Dean lo guarda sovrappensiero, soppesando tutte le possibilità. C’è una scintilla di lucidità negli occhi di quel ragazzo strano, dal nome insolito e dai lineamenti così quadri e regolari, e contemporaneamente un po’ di disperazione in cui vede inevitabilmente se stesso. Ha improvvisamente le vertigini.
«Devi ascoltarmi», chiede di nuovo, come se ne dipendesse la vita.
Dean sospira. «Come faccio a sapere che non sei un pazzo cospiratore?».
«L’unica cosa che so consultare sono gli elenchi telefonici e i vocabolari», dice Castiel, convinto. «Da dove avrei potuto prendere informazioni?».
«Internet».
«Non so usare il computer e non ne vedo uno da un pezzo.

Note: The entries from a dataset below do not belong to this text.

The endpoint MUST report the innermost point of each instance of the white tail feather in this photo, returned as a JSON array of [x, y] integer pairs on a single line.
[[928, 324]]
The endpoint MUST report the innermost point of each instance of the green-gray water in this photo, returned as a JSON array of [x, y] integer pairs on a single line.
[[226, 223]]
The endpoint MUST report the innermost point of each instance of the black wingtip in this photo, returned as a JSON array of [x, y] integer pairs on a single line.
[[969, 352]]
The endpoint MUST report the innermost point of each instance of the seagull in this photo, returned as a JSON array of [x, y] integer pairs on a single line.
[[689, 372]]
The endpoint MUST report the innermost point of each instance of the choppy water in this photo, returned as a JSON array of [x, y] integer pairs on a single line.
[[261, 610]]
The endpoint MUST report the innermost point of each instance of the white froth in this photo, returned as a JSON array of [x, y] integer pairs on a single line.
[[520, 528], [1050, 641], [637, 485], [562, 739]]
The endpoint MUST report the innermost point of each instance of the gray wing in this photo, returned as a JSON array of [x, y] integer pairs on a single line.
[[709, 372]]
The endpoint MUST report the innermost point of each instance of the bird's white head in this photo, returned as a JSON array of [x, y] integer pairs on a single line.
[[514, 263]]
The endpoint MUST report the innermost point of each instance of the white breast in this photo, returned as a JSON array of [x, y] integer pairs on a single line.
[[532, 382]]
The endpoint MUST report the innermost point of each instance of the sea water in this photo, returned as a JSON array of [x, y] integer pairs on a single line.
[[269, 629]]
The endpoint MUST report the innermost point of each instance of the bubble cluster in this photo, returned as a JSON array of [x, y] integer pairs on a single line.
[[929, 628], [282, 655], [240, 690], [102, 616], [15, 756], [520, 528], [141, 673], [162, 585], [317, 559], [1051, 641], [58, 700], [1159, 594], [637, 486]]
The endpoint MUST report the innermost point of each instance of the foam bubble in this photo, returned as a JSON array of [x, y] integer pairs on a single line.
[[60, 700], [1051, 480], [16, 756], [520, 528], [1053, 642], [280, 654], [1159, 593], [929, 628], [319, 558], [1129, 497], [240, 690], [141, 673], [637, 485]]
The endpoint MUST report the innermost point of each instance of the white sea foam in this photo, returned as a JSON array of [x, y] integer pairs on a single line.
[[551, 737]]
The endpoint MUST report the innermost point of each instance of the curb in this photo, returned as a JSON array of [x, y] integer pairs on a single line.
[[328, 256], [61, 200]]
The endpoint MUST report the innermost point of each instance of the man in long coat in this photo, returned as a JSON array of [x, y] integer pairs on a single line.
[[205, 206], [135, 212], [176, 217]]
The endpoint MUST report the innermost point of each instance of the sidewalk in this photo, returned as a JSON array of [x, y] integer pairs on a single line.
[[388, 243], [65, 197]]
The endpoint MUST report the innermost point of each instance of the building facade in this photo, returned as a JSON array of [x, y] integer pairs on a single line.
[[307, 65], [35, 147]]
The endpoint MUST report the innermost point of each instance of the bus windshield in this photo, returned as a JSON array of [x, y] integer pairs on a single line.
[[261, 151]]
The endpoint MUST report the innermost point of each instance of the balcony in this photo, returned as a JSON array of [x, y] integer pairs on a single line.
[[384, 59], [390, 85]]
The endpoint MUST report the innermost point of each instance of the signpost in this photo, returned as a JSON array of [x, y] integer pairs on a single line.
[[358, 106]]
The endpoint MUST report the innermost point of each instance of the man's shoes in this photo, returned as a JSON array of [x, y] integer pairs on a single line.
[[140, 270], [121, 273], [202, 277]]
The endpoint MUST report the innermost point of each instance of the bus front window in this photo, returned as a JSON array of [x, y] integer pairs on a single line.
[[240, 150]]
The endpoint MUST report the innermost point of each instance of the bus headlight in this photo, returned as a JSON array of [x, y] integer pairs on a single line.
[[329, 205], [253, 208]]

La mia allucinazione è stata solo una coincidenza». Non ci crede, ma che altro potrebbe dire?
Dopo un istante interminabile, Dean lascia andare la spalla dell’altro, rilassando il braccio e tutto il corpo sul guanciale. Quella conversazione lo ha sfinito anche e soprattutto in senso fisico. Il palmo della sua mano è un po’ sudato e improvvisamente sale dalle coperte leggere un calore fastidioso. Chiude gli occhi per qualche secondo prima di riaprirli, fissare per un momento il vuoto come a recuperare le energie e poi puntarli sull’altro, che si rimette dritto e fa un mezzo passo indietro.
Ci sono due minuti di silenzio, durante i quali Dean cerca di rendersi conto, stavolta con sforzi mentali più seri, se è ancora fatto di morfina o no.
Castiel lo fissa: ha l’aria di uno che sta cercando di prendere una decisione importante e spera davvero di non aver reso inutile il proprio disperato tentativo.
«Perché sei qui?», chiede all’improvviso Dean.
«Sinceramente?». Un sospiro. «Non lo so bene neanch’io».
«Okay…». Dean scuote la testa a destra e a sinistra, lentamente, come per sgranchirsi il collo. «Sono le sette e tredici», dice, guardando verso l’orologio appeso alla parete opposta al letto. «Tra sette minuti esatti passa il controllo mattutino».
E’ un invito cortese a sloggiare. Castiel si avvicina alla porta e poggia una mano sul pomello. «Volevo solo dirti che tornerò».
«Perché?».
«Per conoscerti meglio e per convincerti che non sono pazzo. Ma più per la seconda, a dire la verità».
Dean si lascia sfuggire una risata. Castiel vorrebbe voltarsi e guardarlo ridere, ma si trattiene. «Buona fortuna, 007».
«A presto, Dean».
La porta si schiude senza nessun rumore. Castiel guarda prima a sinistra, poi si sporge a destra e scivola fuori, richiudendola. Il silenzio è così assoluto che Dean dubita di essere davvero sveglio.